Прежде нажрутся всяких вкусностей, чтоб спорее было выдумывать…
Старухи захохотали, а отсмеявшись, продолжили разговор о «русском» вопросе, и возобновила его Евдокия:
– Вы так и не ответили на мой вопрос: почему нельзя говорить «русский»?
– Да забудь ты про этот вопрос, – оборвала Нинка. – Нет его. И русских нет. Запомни. Есть только россияне.
– Нельзя же так! – возмутилась Людмила. – Еще и стесняться стали, что мы русские. Нам плюют в лицо, и мы же считаем себя виноватыми. Надо протестовать!
– А что мы можем здесь, живя в лесу, сделать? – спросила Анна. – Мы старые, немощные и никчёмные.
– Одним словом, русские, – припечатала Ульяна.
Помолчали…
– Вот евреи, например, не так… – проговорила Людмила.
– Они – да! Они за себя постоять умеют! – подхватила Нинка.
– Смотрите, как интересно! – обратилась к подругам Анна. – Евреи перестали о себе говорить – и исчез «еврейский вопрос».
Старухи заговорили наперебой:
– Да его никогда и не было – этого еврейского вопроса!
– Не скажи!..
– Ещё какой был!
– Сейчас у самих евреев появились дела поважнее, чем о себе напоминать…

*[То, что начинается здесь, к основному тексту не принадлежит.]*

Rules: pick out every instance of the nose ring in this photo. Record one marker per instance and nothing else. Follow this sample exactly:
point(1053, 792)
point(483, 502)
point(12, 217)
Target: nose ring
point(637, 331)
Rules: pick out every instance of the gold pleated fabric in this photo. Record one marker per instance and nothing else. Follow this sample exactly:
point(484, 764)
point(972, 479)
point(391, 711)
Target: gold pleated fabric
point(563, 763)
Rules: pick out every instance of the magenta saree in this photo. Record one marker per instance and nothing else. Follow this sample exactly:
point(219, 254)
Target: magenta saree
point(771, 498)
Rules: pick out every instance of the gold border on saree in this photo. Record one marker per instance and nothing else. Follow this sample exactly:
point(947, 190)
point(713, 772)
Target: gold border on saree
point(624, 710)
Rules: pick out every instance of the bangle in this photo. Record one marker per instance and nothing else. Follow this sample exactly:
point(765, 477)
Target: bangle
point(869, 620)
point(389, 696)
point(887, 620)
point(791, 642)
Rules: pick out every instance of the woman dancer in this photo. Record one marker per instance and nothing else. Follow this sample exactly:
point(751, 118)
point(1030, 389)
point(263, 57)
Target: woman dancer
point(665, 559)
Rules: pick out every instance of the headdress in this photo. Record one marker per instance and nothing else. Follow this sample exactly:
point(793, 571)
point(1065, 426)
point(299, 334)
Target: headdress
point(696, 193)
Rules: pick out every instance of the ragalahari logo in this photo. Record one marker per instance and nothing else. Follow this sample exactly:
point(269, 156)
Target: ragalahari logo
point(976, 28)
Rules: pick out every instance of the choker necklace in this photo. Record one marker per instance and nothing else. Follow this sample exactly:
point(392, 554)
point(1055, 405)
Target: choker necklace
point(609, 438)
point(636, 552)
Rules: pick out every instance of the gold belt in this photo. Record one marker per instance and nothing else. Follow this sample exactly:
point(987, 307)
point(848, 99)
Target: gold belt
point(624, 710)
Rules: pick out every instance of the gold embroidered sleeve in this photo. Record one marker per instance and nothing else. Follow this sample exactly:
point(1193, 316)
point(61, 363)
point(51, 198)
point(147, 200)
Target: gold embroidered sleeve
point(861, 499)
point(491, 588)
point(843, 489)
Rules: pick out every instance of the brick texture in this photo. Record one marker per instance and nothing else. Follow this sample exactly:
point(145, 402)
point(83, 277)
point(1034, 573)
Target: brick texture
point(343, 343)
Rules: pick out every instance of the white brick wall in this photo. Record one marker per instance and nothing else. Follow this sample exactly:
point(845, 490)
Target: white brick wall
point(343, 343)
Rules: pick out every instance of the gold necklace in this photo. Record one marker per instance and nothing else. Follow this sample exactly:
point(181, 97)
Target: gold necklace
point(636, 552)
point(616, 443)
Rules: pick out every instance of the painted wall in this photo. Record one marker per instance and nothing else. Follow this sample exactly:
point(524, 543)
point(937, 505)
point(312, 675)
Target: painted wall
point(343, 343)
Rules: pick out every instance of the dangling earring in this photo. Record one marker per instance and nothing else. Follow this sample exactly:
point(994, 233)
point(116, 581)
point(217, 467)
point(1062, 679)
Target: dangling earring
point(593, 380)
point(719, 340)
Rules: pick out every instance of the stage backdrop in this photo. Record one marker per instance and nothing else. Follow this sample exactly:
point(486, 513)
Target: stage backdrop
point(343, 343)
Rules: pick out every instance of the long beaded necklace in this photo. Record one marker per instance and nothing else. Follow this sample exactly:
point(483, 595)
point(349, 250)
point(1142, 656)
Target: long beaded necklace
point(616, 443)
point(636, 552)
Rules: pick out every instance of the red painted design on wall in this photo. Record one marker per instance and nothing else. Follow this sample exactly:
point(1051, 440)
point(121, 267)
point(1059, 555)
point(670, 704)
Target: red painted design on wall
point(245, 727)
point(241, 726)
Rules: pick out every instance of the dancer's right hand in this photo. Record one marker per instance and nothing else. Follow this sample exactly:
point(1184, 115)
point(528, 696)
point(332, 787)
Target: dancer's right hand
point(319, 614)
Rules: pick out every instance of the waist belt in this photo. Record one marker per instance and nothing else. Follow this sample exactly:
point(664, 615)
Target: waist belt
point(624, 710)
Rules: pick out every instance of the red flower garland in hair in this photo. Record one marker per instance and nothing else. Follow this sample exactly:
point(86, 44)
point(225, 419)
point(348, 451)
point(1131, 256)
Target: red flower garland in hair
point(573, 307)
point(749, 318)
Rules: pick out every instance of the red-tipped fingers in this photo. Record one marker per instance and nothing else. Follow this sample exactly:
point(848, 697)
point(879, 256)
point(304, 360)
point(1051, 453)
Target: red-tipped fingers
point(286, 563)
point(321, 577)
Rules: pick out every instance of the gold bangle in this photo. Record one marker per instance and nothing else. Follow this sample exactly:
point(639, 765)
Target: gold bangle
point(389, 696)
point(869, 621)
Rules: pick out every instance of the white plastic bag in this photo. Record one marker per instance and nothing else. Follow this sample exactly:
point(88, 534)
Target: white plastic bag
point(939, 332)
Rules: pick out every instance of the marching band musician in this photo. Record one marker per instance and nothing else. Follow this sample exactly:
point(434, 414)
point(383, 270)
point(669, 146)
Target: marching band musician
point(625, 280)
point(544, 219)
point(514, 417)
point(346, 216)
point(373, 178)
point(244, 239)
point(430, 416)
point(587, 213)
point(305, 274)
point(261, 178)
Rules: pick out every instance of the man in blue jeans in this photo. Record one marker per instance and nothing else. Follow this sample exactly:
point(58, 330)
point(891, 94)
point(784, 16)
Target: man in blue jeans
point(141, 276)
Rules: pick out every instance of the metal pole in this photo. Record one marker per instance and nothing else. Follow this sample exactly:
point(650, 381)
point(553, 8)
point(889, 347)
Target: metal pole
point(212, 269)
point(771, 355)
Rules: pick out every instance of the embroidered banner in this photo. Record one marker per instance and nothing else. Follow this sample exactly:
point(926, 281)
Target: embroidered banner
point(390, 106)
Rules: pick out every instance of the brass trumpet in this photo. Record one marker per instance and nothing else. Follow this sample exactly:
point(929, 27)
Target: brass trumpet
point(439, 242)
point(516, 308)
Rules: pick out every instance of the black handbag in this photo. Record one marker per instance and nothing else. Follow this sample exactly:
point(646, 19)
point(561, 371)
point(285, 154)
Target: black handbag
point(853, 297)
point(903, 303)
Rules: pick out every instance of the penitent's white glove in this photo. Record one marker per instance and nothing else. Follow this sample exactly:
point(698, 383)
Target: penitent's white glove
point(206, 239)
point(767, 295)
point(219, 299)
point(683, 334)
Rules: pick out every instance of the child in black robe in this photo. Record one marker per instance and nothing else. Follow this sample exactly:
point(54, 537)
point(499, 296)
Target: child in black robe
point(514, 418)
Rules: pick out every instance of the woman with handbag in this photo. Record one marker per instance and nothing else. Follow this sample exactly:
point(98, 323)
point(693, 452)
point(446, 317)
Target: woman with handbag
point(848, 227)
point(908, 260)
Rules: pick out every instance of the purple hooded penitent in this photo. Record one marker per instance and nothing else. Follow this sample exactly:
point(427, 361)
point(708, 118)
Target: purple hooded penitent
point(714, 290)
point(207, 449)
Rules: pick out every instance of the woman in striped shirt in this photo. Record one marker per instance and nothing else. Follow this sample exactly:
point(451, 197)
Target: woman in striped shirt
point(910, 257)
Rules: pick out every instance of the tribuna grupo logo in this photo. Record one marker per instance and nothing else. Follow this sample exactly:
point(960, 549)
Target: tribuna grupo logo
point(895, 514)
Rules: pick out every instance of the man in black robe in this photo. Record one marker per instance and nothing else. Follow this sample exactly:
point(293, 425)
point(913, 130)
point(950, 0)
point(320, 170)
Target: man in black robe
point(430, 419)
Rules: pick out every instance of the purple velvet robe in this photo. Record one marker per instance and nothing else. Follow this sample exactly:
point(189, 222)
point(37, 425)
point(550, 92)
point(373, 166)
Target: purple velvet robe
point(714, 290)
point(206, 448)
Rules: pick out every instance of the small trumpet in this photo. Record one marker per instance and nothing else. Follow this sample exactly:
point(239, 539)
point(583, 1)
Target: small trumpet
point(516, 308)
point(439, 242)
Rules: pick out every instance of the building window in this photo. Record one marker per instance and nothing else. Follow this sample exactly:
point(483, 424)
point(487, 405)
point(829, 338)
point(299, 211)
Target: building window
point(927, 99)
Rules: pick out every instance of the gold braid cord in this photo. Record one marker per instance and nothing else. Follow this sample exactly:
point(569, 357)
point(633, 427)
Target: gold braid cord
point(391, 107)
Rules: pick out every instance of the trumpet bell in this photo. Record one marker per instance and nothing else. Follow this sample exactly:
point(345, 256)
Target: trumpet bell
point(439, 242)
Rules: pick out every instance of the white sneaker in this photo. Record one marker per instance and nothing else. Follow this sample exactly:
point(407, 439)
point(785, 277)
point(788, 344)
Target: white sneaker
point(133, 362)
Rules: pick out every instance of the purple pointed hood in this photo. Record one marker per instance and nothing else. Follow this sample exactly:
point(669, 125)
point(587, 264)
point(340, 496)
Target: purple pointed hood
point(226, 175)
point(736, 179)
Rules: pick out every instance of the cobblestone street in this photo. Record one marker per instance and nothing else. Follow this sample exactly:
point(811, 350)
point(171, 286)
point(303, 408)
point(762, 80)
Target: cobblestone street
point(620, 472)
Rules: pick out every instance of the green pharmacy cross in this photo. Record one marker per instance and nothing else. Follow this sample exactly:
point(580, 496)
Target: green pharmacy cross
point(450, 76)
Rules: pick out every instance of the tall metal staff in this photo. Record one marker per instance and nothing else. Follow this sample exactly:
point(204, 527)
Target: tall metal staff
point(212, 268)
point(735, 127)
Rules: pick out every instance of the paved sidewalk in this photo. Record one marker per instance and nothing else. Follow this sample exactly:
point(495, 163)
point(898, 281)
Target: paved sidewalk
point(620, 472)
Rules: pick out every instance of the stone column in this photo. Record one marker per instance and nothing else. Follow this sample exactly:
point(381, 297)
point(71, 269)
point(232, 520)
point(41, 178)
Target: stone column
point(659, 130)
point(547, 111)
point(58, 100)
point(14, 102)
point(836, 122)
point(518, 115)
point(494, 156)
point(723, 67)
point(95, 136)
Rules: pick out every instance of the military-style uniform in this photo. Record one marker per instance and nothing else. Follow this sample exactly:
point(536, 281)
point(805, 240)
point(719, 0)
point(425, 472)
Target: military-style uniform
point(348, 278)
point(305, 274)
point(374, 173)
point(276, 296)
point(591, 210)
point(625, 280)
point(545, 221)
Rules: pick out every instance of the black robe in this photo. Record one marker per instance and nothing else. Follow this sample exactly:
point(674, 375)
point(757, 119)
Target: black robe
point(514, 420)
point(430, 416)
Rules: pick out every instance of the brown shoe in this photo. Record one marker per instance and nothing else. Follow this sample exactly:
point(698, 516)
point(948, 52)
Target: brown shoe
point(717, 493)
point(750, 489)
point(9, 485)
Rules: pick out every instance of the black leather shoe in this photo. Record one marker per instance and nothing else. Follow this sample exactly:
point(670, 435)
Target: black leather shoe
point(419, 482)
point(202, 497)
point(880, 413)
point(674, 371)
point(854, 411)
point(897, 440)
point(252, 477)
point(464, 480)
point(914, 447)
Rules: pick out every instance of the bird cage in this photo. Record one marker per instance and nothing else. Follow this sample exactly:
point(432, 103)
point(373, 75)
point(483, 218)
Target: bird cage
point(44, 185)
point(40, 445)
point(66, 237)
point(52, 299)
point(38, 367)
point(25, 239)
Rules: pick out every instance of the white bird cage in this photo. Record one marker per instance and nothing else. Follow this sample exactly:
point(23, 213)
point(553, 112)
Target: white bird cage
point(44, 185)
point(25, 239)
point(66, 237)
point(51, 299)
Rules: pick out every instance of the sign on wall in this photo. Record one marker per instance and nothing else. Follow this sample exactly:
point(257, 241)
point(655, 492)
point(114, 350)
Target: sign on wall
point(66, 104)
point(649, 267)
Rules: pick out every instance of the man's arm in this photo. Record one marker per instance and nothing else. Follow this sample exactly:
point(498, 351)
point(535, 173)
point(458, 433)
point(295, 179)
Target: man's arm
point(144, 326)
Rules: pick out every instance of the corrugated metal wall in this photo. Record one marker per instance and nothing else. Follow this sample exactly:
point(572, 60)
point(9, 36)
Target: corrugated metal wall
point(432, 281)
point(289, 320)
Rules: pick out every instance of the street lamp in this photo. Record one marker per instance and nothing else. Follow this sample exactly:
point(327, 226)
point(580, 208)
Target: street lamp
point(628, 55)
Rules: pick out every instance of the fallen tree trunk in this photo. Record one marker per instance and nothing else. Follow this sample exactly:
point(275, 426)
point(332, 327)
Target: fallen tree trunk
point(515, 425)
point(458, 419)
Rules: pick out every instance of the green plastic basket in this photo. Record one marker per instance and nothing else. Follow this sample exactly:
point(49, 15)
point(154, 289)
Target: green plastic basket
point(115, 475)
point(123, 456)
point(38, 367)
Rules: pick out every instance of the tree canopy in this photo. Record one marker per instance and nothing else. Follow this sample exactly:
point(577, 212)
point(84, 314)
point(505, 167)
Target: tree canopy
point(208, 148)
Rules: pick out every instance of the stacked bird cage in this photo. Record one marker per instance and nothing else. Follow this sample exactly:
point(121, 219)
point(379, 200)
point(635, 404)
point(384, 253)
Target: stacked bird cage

– Слушайте, девчата! – обратилась к «девчатам» Нинка. – Среди нас нет ни одного еврея! Куда это годится?!
– К сожалению, нет, – вздохнула Людмила. – Они смышленые… А я, например, русская, – нет…
– Мы все такие, – сказала Анна-Историк. – нам до сообразительности евреев далеко…
– Получается, что было бы хорошо, если бы в каждой русской семье был хоть один еврей, – сделала вывод Нинка.
– Получается так, – согласилась Ульяна. – Но их тут нет, а нам зимовать.
– И какая связь? – удивлённо спросила Людмила.
– Самая прямая. Объясняю. Евреи много работают и почти все играют на скрипках.